籠の中の乙女の垂直落下式サミングのレビュー・感想・評価

籠の中の乙女(2009年製作の映画)
3.7
『ロッキー』と『ジョーズ』は、人の人生を変えてしまうという映画。
ギリシャ郊外の広い敷地内で、子供たちを外の世界から完全に遮断して暮らす夫婦。子供たちへの変な教育には、シャマランの『ヴィレッジ』のような確たる理由があるのかなと思いながら観続けたが、何故この夫婦が3人の子をこんなに環境で育てる事にしたのか最後まで説明はされない。観終えたのに、どんな映画なのか、よくわなんない。イタくてシュールで恐ろしく変な映画だった。
そう言えば明石家さんまが「娘のIMALUを灰皿のことを“犬”と言う子供に育てたかった」と言っていたことを思い出した。
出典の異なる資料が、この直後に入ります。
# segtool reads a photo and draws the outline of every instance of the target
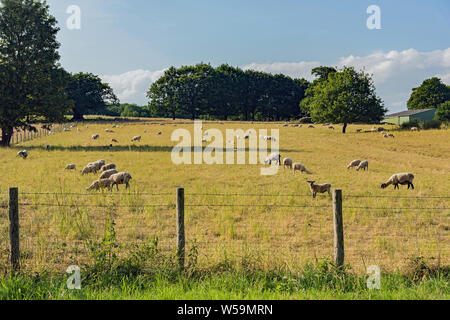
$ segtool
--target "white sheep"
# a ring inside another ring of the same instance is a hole
[[[347,169],[358,167],[360,163],[361,163],[361,160],[359,160],[359,159],[353,160],[352,162],[349,163],[349,165],[347,166]]]
[[[325,193],[328,192],[329,195],[331,195],[331,184],[324,183],[324,184],[315,184],[315,181],[306,181],[309,184],[309,189],[311,190],[313,194],[313,198],[316,197],[317,193]]]
[[[28,151],[22,150],[17,152],[17,157],[22,157],[22,159],[26,159],[28,157]]]
[[[111,170],[111,169],[115,169],[115,168],[116,168],[116,165],[115,165],[114,163],[108,163],[108,164],[103,165],[103,166],[100,168],[100,171],[101,171],[101,172],[104,172],[104,171],[106,171],[106,170]]]
[[[389,185],[393,184],[394,189],[400,189],[400,187],[398,186],[399,184],[401,184],[401,185],[407,184],[408,189],[411,187],[414,190],[413,180],[414,180],[414,175],[412,173],[409,173],[409,172],[396,173],[396,174],[392,175],[388,181],[383,183],[381,185],[381,188],[385,189]]]
[[[102,172],[102,174],[100,175],[100,177],[98,179],[99,180],[109,179],[113,174],[116,174],[116,173],[119,173],[119,171],[117,171],[116,169],[105,170]]]
[[[89,174],[89,173],[97,173],[98,169],[95,166],[87,165],[81,170],[81,175]]]
[[[292,165],[292,171],[294,174],[295,174],[295,171],[300,171],[300,173],[302,173],[302,172],[309,173],[309,171],[306,169],[306,167],[301,163],[294,163]]]
[[[281,165],[281,155],[279,153],[272,153],[265,160],[265,164],[272,164],[272,162],[277,162],[278,165]]]
[[[361,161],[358,168],[356,168],[356,171],[359,171],[360,169],[363,169],[364,171],[369,170],[369,161]]]
[[[101,179],[101,180],[95,180],[92,182],[92,184],[86,188],[87,191],[91,190],[100,190],[104,188],[108,188],[109,191],[112,190],[112,183],[110,179]]]
[[[286,167],[288,167],[289,169],[292,169],[292,159],[291,158],[283,159],[283,169],[286,169]]]
[[[126,188],[130,187],[131,175],[128,172],[113,174],[109,179],[112,181],[112,187],[116,185],[117,190],[119,190],[119,184],[125,184]]]

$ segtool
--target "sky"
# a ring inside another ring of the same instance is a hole
[[[61,64],[108,82],[123,103],[170,66],[228,63],[313,80],[311,69],[373,74],[391,112],[438,76],[450,85],[449,0],[47,0],[61,28]],[[79,28],[73,28],[80,9]],[[380,29],[369,6],[380,9]],[[67,21],[69,20],[69,25]]]

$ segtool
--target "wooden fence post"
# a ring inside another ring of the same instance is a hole
[[[184,269],[185,255],[185,231],[184,231],[184,188],[177,189],[177,255],[181,270]]]
[[[344,264],[344,225],[342,221],[342,190],[333,190],[334,262]]]
[[[19,247],[19,189],[9,189],[9,239],[11,265],[14,271],[20,269]]]

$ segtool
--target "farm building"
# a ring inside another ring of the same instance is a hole
[[[435,114],[436,109],[406,110],[387,115],[382,122],[397,125],[401,125],[402,123],[409,122],[413,119],[425,122],[433,120]]]

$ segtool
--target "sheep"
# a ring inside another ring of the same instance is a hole
[[[99,180],[109,179],[109,177],[111,177],[113,174],[116,174],[116,173],[119,173],[119,171],[117,171],[116,169],[105,170],[102,172],[102,174],[100,175],[100,177],[98,179]]]
[[[105,164],[100,168],[101,172],[104,172],[106,170],[111,170],[111,169],[115,169],[116,165],[114,163],[109,163],[109,164]]]
[[[329,195],[331,195],[331,184],[324,183],[324,184],[314,184],[315,181],[306,181],[309,183],[309,188],[313,194],[313,198],[316,197],[317,193],[325,193],[328,192]]]
[[[409,172],[396,173],[396,174],[392,175],[388,181],[381,184],[381,189],[385,189],[385,188],[387,188],[387,186],[389,186],[391,184],[394,185],[394,189],[400,189],[400,187],[398,186],[399,184],[401,184],[401,185],[407,184],[408,189],[411,187],[412,190],[414,190],[413,180],[414,180],[414,175],[412,173],[409,173]]]
[[[352,162],[349,163],[349,165],[347,166],[347,169],[358,167],[360,163],[361,163],[361,160],[359,160],[359,159],[353,160]]]
[[[86,190],[91,191],[91,190],[99,190],[99,189],[108,188],[108,190],[111,191],[112,183],[113,183],[113,181],[110,179],[95,180],[94,182],[92,182],[92,184],[89,187],[86,188]]]
[[[81,175],[89,174],[89,173],[97,173],[98,169],[95,166],[87,165],[81,170]]]
[[[109,179],[112,181],[112,186],[116,185],[117,190],[119,190],[119,184],[125,184],[125,188],[130,187],[131,175],[128,172],[119,172],[113,174]]]
[[[279,153],[272,153],[269,155],[266,160],[264,160],[265,164],[272,164],[272,161],[275,161],[278,163],[278,165],[281,165],[281,154]]]
[[[26,159],[28,157],[28,151],[27,150],[19,151],[17,152],[17,156],[22,157],[22,159]]]
[[[300,171],[300,173],[302,173],[302,172],[309,173],[309,171],[306,169],[306,167],[301,163],[294,163],[292,165],[292,171],[294,174],[295,174],[295,171]]]
[[[286,167],[288,167],[289,169],[292,169],[292,159],[291,158],[283,159],[283,169],[286,169]]]
[[[367,160],[362,161],[356,168],[356,171],[359,171],[360,169],[363,169],[364,171],[366,171],[366,169],[369,170],[369,161]]]

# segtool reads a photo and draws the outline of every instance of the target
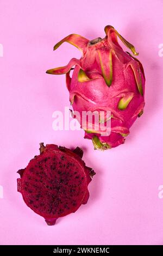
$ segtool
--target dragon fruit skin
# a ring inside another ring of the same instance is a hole
[[[77,34],[66,36],[57,44],[56,50],[67,42],[82,52],[80,59],[72,59],[65,66],[47,70],[54,75],[66,74],[70,100],[74,111],[110,111],[111,132],[85,131],[85,138],[92,140],[95,149],[104,150],[124,143],[129,128],[142,113],[145,106],[145,77],[139,60],[120,46],[118,37],[134,55],[133,45],[111,26],[105,27],[106,36],[89,40]],[[72,78],[70,70],[75,66]],[[104,120],[105,121],[105,120]]]
[[[48,225],[78,210],[89,197],[87,185],[94,171],[82,160],[83,150],[40,143],[40,155],[17,173],[17,191]]]

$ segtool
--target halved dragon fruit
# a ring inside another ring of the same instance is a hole
[[[67,88],[73,110],[80,113],[82,127],[83,111],[111,113],[111,132],[104,136],[100,129],[85,129],[85,138],[92,140],[95,149],[104,150],[124,143],[129,128],[143,113],[145,77],[140,61],[120,46],[117,37],[133,52],[134,46],[111,26],[105,27],[106,36],[89,40],[72,34],[64,42],[77,47],[82,53],[80,59],[72,59],[68,65],[47,71],[54,75],[66,74]],[[72,78],[70,72],[74,66]],[[100,122],[100,120],[99,120]],[[105,124],[106,119],[103,120]]]
[[[40,155],[19,170],[17,191],[27,205],[43,217],[48,225],[78,210],[89,197],[88,184],[95,174],[82,160],[83,152],[77,147],[40,143]]]

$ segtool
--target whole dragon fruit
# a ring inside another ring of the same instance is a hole
[[[124,143],[129,128],[145,106],[145,77],[139,60],[120,46],[117,37],[133,52],[134,46],[111,26],[105,27],[104,38],[89,40],[72,34],[57,44],[56,50],[64,42],[77,47],[82,52],[80,59],[72,58],[65,66],[47,71],[54,75],[66,74],[67,88],[74,111],[109,111],[111,132],[102,135],[101,130],[85,131],[85,138],[92,140],[95,149],[104,150]],[[70,72],[75,66],[72,77]],[[103,123],[106,120],[104,119]],[[99,121],[100,122],[100,121]]]
[[[87,185],[95,173],[82,160],[83,150],[40,143],[40,155],[17,173],[17,191],[28,206],[54,225],[74,212],[89,197]]]

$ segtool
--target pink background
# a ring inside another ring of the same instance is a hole
[[[162,14],[161,0],[1,1],[1,244],[163,244]],[[53,130],[52,113],[69,106],[68,93],[64,75],[45,71],[80,56],[66,43],[53,52],[57,42],[71,33],[103,37],[106,25],[140,53],[146,105],[125,144],[100,152],[83,131]],[[42,141],[83,147],[97,173],[87,204],[53,227],[17,192],[16,171],[39,153]]]

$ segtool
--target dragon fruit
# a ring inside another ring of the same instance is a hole
[[[140,61],[123,51],[117,38],[138,55],[134,46],[111,26],[105,27],[106,36],[91,41],[72,34],[57,44],[54,50],[64,42],[79,49],[80,59],[72,58],[65,66],[50,69],[47,73],[66,74],[70,100],[74,112],[110,111],[111,131],[108,136],[100,129],[85,130],[85,138],[92,141],[95,149],[105,150],[124,143],[129,128],[143,113],[145,106],[145,77]],[[70,72],[74,66],[72,78]],[[105,117],[103,123],[105,123]]]
[[[89,197],[88,184],[95,173],[82,160],[83,152],[40,143],[40,155],[17,173],[17,191],[35,212],[54,225],[60,217],[74,212]]]

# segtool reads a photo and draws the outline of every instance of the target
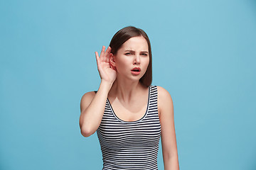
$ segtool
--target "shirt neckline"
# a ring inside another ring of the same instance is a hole
[[[119,118],[118,118],[117,115],[114,113],[114,109],[112,108],[108,98],[107,98],[107,103],[110,106],[111,111],[113,113],[114,116],[116,118],[116,119],[117,119],[120,122],[125,123],[137,123],[137,122],[139,122],[139,121],[142,120],[146,117],[146,115],[147,115],[147,113],[148,113],[148,110],[149,110],[149,103],[150,103],[151,87],[151,86],[149,86],[148,102],[147,102],[146,112],[141,118],[139,118],[139,119],[138,119],[137,120],[134,120],[134,121],[126,121],[126,120],[123,120],[120,119]]]

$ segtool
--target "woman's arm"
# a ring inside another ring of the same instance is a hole
[[[81,133],[84,137],[92,135],[100,126],[102,119],[107,94],[117,77],[117,73],[110,62],[111,48],[105,51],[102,47],[100,56],[96,52],[97,69],[101,78],[101,83],[97,94],[91,91],[82,96],[80,103],[81,114],[79,124]]]
[[[171,95],[166,89],[160,86],[158,86],[157,89],[164,169],[178,170],[173,101]]]

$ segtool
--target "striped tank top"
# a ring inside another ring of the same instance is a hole
[[[102,152],[102,170],[158,169],[161,125],[156,86],[149,87],[146,113],[136,121],[127,122],[117,118],[107,99],[97,134]]]

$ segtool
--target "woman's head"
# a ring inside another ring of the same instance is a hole
[[[111,53],[114,55],[117,54],[118,50],[120,49],[122,45],[127,42],[131,38],[142,36],[147,42],[149,46],[149,62],[147,67],[146,71],[143,76],[139,79],[139,81],[149,86],[151,85],[152,81],[152,55],[150,41],[149,37],[146,33],[139,28],[128,26],[119,30],[117,33],[114,34],[112,39],[111,40],[110,46],[111,47]]]

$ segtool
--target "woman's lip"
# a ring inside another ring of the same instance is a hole
[[[133,69],[132,69],[132,71],[133,71],[133,70],[139,70],[139,72],[141,71],[141,69],[140,69],[139,67],[134,67],[134,68],[133,68]]]
[[[132,74],[134,75],[139,75],[140,74],[140,72],[135,72],[132,70]]]

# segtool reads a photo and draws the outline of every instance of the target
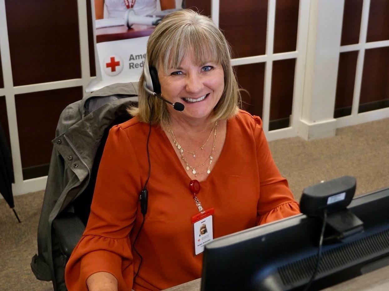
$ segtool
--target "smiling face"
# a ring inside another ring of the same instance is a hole
[[[167,71],[158,68],[162,96],[185,107],[183,111],[178,112],[167,106],[173,119],[189,122],[207,120],[223,93],[224,72],[221,65],[209,59],[202,63],[196,62],[193,54],[189,53],[177,68],[168,68]]]

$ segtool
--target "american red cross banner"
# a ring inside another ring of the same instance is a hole
[[[88,85],[91,92],[117,83],[139,80],[146,57],[149,36],[168,13],[163,3],[172,0],[92,0],[94,8],[96,78]],[[161,4],[159,3],[160,1]],[[177,7],[181,7],[180,2]],[[132,7],[127,8],[127,4]],[[96,4],[95,5],[95,4]]]

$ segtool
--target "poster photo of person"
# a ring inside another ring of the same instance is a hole
[[[182,9],[182,0],[91,1],[97,76],[86,91],[138,81],[149,36],[165,16]]]

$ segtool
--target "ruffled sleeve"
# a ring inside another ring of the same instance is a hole
[[[297,202],[286,203],[260,215],[258,224],[263,224],[288,217],[300,213],[300,207]]]
[[[259,199],[257,224],[262,224],[300,213],[286,179],[275,165],[262,129],[259,118],[254,116],[257,159],[259,169]]]
[[[132,148],[119,126],[111,129],[88,225],[66,265],[65,280],[70,291],[88,290],[86,279],[98,272],[113,275],[119,290],[131,290],[133,267],[128,234],[136,216],[137,193],[141,189]]]

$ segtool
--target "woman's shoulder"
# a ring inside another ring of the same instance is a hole
[[[232,118],[231,121],[241,126],[249,128],[255,127],[258,126],[262,128],[262,121],[259,116],[252,115],[247,111],[242,109],[239,110],[238,113]]]
[[[148,124],[139,121],[138,118],[134,117],[113,126],[110,130],[110,134],[121,135],[124,133],[129,137],[135,136],[139,139],[143,135],[147,135],[149,127]]]

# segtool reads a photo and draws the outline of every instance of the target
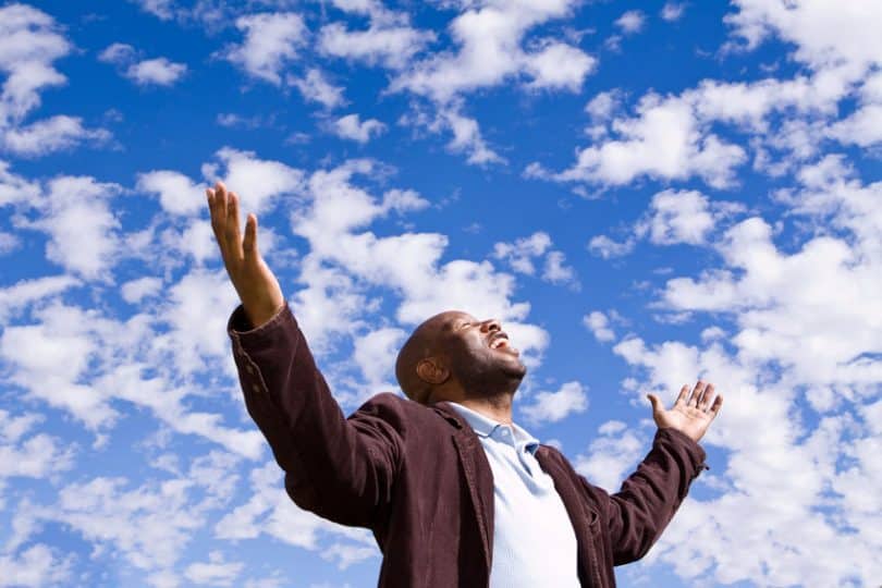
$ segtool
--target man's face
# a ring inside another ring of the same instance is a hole
[[[437,318],[437,351],[446,357],[451,373],[465,390],[480,395],[503,389],[514,392],[527,367],[498,320],[478,320],[460,311]]]

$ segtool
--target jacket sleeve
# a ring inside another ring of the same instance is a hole
[[[240,305],[228,333],[245,406],[285,473],[287,494],[335,523],[372,528],[391,501],[403,446],[389,414],[394,394],[344,418],[287,301],[256,329]]]
[[[701,445],[686,434],[658,429],[652,450],[618,492],[609,494],[583,478],[605,510],[613,565],[639,560],[656,543],[686,498],[689,485],[708,469],[705,457]]]

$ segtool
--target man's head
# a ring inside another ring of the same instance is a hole
[[[526,372],[498,320],[478,320],[458,310],[417,327],[395,362],[402,390],[422,404],[513,394]]]

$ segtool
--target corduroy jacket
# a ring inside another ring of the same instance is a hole
[[[256,329],[240,305],[228,333],[245,405],[287,494],[321,517],[370,529],[383,556],[381,588],[488,587],[493,475],[477,434],[448,403],[381,393],[346,418],[287,301]],[[613,566],[649,550],[706,467],[701,446],[673,429],[657,431],[614,494],[552,446],[536,457],[573,523],[581,586],[596,588],[614,587]]]

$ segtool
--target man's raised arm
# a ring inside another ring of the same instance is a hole
[[[648,397],[659,429],[637,470],[614,494],[583,478],[607,511],[614,565],[642,558],[671,522],[693,480],[707,468],[698,441],[723,405],[722,395],[713,397],[713,384],[700,380],[691,393],[684,385],[670,409],[654,394]]]
[[[315,365],[279,281],[257,248],[257,217],[238,228],[238,197],[220,182],[206,191],[211,228],[242,304],[232,340],[248,414],[301,507],[344,525],[371,527],[391,499],[401,437],[390,403],[369,401],[350,419]]]

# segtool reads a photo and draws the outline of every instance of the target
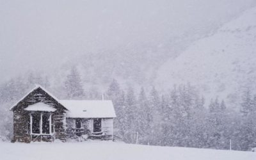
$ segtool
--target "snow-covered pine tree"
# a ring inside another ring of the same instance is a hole
[[[242,97],[242,124],[240,129],[240,147],[250,150],[256,147],[256,97],[252,98],[250,88],[246,88]]]
[[[141,88],[138,99],[137,131],[139,133],[139,143],[147,144],[150,139],[148,135],[150,134],[150,124],[152,123],[152,113],[143,87]]]
[[[161,100],[157,90],[154,86],[152,88],[149,95],[149,107],[152,113],[152,121],[150,125],[150,137],[152,145],[157,145],[161,134],[160,122],[161,115]]]
[[[64,88],[67,99],[79,99],[84,96],[80,74],[76,67],[72,67],[70,73],[67,76]]]
[[[137,119],[136,116],[138,111],[138,103],[135,96],[134,91],[131,86],[127,89],[125,102],[125,114],[127,120],[123,125],[127,126],[125,136],[129,143],[135,143]]]
[[[113,79],[109,84],[106,92],[106,99],[111,100],[116,114],[114,120],[115,134],[120,138],[124,138],[126,131],[125,125],[127,122],[127,115],[125,113],[125,93],[120,88],[116,79]]]

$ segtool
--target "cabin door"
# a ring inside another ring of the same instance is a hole
[[[93,119],[93,132],[101,132],[101,118]]]

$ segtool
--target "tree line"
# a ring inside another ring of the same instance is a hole
[[[10,105],[35,83],[57,90],[61,99],[100,100],[104,94],[113,100],[116,111],[115,134],[126,143],[229,149],[231,142],[232,148],[239,150],[256,147],[256,95],[250,88],[243,91],[241,109],[236,111],[218,97],[206,104],[204,96],[189,84],[173,85],[163,93],[154,86],[122,88],[113,79],[104,93],[96,88],[86,90],[75,67],[58,88],[47,77],[33,74],[0,85],[0,139],[12,137]]]

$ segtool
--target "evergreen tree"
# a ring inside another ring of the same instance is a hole
[[[81,77],[76,67],[72,67],[67,75],[64,87],[68,99],[81,99],[84,96]]]

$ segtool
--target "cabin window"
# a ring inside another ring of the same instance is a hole
[[[101,132],[101,118],[93,119],[93,132]]]
[[[31,134],[50,134],[53,130],[52,116],[50,114],[31,113],[30,124]]]

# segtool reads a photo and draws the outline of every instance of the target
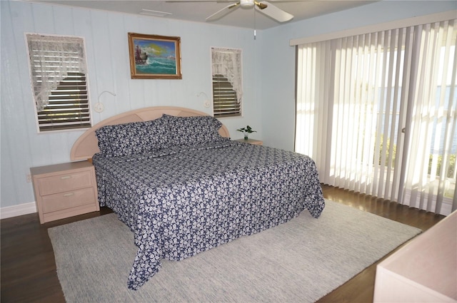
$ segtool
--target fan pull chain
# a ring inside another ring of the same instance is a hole
[[[256,40],[257,33],[256,31],[256,8],[255,7],[253,8],[253,11],[254,14],[254,40]]]

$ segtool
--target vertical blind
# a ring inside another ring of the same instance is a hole
[[[211,71],[214,116],[241,115],[241,50],[211,48]]]
[[[27,34],[40,131],[91,127],[84,40]]]
[[[296,151],[322,183],[456,208],[454,23],[297,46]]]

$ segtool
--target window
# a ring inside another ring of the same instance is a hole
[[[241,115],[241,51],[211,48],[214,117]]]
[[[323,183],[457,209],[456,22],[297,47],[296,151]]]
[[[91,126],[82,38],[26,34],[39,132]]]

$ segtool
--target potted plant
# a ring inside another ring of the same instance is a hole
[[[236,130],[241,131],[241,133],[243,133],[244,134],[244,140],[248,140],[248,137],[250,133],[257,133],[256,130],[253,130],[253,129],[249,125],[247,125],[246,128],[237,129]]]

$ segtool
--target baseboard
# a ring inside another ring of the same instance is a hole
[[[0,208],[0,219],[6,219],[34,212],[36,212],[36,204],[34,202],[19,204],[19,205],[6,206],[6,207]]]

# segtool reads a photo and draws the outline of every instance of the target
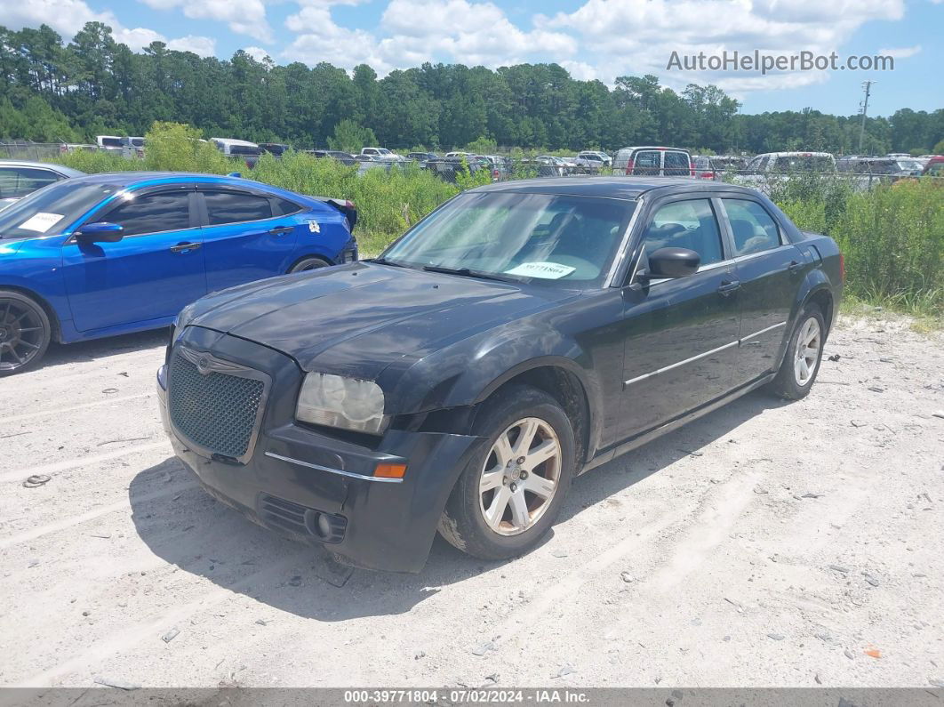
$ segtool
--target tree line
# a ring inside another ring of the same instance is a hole
[[[448,149],[480,139],[548,149],[670,143],[700,151],[787,149],[851,153],[856,115],[804,109],[744,115],[716,86],[676,92],[653,76],[613,88],[574,79],[557,64],[497,70],[424,63],[383,78],[322,62],[278,65],[244,51],[228,60],[169,50],[132,52],[91,22],[68,44],[43,25],[0,26],[0,139],[87,142],[143,135],[154,121],[189,123],[207,136],[284,142],[299,148],[381,145]],[[944,109],[868,118],[864,151],[930,152]],[[944,149],[944,147],[939,147]]]

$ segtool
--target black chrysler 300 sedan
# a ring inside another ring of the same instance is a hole
[[[842,278],[750,189],[504,182],[374,261],[187,307],[161,412],[211,494],[351,564],[418,571],[437,529],[508,558],[582,471],[761,385],[805,396]]]

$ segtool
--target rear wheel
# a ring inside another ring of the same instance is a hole
[[[534,388],[509,388],[485,405],[476,429],[488,442],[457,481],[439,531],[474,557],[504,560],[533,548],[557,518],[574,432],[557,400]]]
[[[292,273],[304,273],[306,270],[317,270],[319,267],[328,267],[330,265],[328,261],[323,258],[316,258],[312,256],[311,258],[302,258],[298,262],[291,267],[289,274]]]
[[[817,305],[809,304],[797,320],[780,371],[770,383],[770,392],[787,400],[805,397],[819,372],[825,339],[822,312]]]
[[[18,292],[0,290],[0,376],[38,363],[51,333],[49,317],[39,303]]]

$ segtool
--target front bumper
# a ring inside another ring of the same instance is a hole
[[[258,346],[223,339],[235,349]],[[266,351],[267,357],[280,356]],[[278,384],[284,371],[268,372],[275,381],[269,407],[251,456],[236,463],[194,451],[177,432],[162,367],[158,374],[160,415],[177,456],[211,496],[259,525],[294,540],[323,544],[356,566],[420,571],[449,493],[480,438],[392,429],[376,448],[340,440],[293,419],[278,419],[274,411],[279,401],[274,396],[284,393]],[[406,463],[404,479],[373,478],[380,463]]]

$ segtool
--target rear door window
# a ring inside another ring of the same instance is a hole
[[[662,169],[662,153],[659,150],[640,150],[632,160],[632,174],[658,175]]]
[[[133,196],[95,221],[110,221],[123,227],[122,235],[138,236],[190,227],[190,193],[159,192]]]
[[[705,167],[707,169],[707,166]],[[684,152],[666,152],[666,177],[689,177],[691,168]]]
[[[0,199],[19,199],[60,178],[48,169],[0,167]]]
[[[734,255],[750,255],[781,244],[780,228],[767,210],[756,201],[722,199],[734,238]]]
[[[248,192],[204,192],[203,198],[211,226],[261,221],[273,216],[267,196]]]

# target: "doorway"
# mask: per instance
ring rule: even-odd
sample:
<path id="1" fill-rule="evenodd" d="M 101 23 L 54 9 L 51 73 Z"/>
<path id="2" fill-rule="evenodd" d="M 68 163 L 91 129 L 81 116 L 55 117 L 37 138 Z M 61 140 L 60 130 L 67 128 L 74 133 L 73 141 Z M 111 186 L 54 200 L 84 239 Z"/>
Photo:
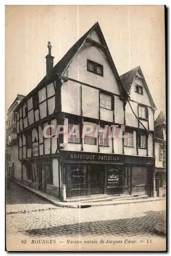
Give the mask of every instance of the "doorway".
<path id="1" fill-rule="evenodd" d="M 91 194 L 104 193 L 104 172 L 100 165 L 91 166 Z"/>
<path id="2" fill-rule="evenodd" d="M 157 172 L 155 174 L 156 191 L 157 197 L 159 196 L 159 186 L 160 186 L 159 180 L 160 180 L 159 173 L 158 172 Z"/>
そのほうがオモロいやん、だって。狂っている。大竹しのぶさん離婚して正解。この映画が描いているものと同じおかしさだ。お笑いに限らず、人生をかけて道を突き詰める仕事をしている人って、その才能を研ぎ澄ますほどに実生活では幸せになれなくなっていくことがよくわかる。
本作は、そんなドメスティックな親子の家庭環境が、ある綻びからボロボロに崩れていく喜劇的な様を、ユーモラスですらない気まずさによって演出している。この奇抜な題材にして、凡百のアート映画にありがちな詩的なメッセージをのせようとしていないので、余計に不気味な後味を残していく。
ビデオカメラの電池切れちゃったから締めますみたいな録画終了エンディング。なのに切れ味は唯一無二。